We host the Eukaryotic Linear Motif (ELM) resource dedicated to short functional site motifs in modular protein sequences, as well as switches.ELM, a compendium of motif-based molecular switches. Linear motifs (LMs or SLiMs) are short functional sites used for the dynamic assembly and regulation of large cellular protein complexes: their characterisation is essential to understand cell signalling. ‘Hub’ proteins, that make many contacts in interaction networks, have abundant LMs in large Intrinsically Unstructured Protein segments (IUP). Viral proteomes are rich in LMs that are used to hijack cell systems required for viral production. ELM data is now being used by many bioinformatics groups to develop and benchmark LM predictors. We are now actively hunting for new LM candidates and we look to collaborate with groups undertaking validation experiments – see, for example, the recent interdisciplinary collaboration on the ABBA cell cycle regulatory motif (Di Fiore et al., 2015).

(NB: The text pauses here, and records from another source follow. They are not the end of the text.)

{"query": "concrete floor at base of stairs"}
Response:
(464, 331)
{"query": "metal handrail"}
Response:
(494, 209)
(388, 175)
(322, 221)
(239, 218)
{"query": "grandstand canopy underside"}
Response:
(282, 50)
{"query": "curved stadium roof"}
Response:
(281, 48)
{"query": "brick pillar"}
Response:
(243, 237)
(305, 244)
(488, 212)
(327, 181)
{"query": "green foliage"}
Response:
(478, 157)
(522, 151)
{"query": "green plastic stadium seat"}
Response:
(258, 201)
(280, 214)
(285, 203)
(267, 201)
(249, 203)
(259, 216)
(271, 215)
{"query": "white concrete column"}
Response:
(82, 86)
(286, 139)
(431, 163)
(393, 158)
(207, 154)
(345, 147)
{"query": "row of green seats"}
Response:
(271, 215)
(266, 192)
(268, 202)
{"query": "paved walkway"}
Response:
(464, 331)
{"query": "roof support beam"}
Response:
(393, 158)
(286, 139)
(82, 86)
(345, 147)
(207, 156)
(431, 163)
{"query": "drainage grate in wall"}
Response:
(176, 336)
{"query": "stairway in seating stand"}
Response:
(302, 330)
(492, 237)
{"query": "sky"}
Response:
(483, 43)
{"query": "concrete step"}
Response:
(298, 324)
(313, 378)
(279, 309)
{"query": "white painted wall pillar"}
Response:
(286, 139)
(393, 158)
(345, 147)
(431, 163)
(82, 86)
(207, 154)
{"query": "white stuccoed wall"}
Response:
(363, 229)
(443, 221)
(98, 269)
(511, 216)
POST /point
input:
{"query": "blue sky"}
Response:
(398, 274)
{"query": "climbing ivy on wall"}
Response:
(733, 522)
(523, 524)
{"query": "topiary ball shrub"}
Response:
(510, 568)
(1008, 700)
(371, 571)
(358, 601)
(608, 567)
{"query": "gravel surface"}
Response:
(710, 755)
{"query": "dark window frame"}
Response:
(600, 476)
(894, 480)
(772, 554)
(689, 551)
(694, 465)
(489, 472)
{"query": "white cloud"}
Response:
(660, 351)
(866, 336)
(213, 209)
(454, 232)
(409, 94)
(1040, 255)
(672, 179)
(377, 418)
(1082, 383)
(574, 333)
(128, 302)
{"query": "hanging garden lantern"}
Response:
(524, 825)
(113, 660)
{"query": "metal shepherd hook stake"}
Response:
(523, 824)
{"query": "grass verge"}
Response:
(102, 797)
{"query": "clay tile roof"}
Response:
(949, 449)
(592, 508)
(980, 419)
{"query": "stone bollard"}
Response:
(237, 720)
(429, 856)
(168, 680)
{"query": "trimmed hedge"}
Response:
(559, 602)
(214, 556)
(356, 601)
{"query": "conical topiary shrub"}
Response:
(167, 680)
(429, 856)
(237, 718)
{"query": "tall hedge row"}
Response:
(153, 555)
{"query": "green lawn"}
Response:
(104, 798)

We also undertake more general computational analyses of biological macromolecules. Where possible, we contribute to multidisciplinary projects involving structural and experimental groups at EMBL and elsewhere.
Future projects and goals
We will continue to hunt for regulatory motifs and undertake proteome surveys to answer specific questions. Protein interaction networks are anticipated to become increasingly important to our work. Due to the tight integration of protein and RNA molecules in cell regulation, we have a growing transcriptomics focus. We seek to take protein architecture tools, such as ‘switches.ELM’, to a new level of power and applicability to investigate modular protein function and, in the future, the proteome and protein networks in general. We aim to improve how bioinformatics standards represent cooperative molecular interactions. As part of the EU consortia SyBoSS and SYSCILIA we have been looking at interaction networks and systems in stem cells and in primary cilia.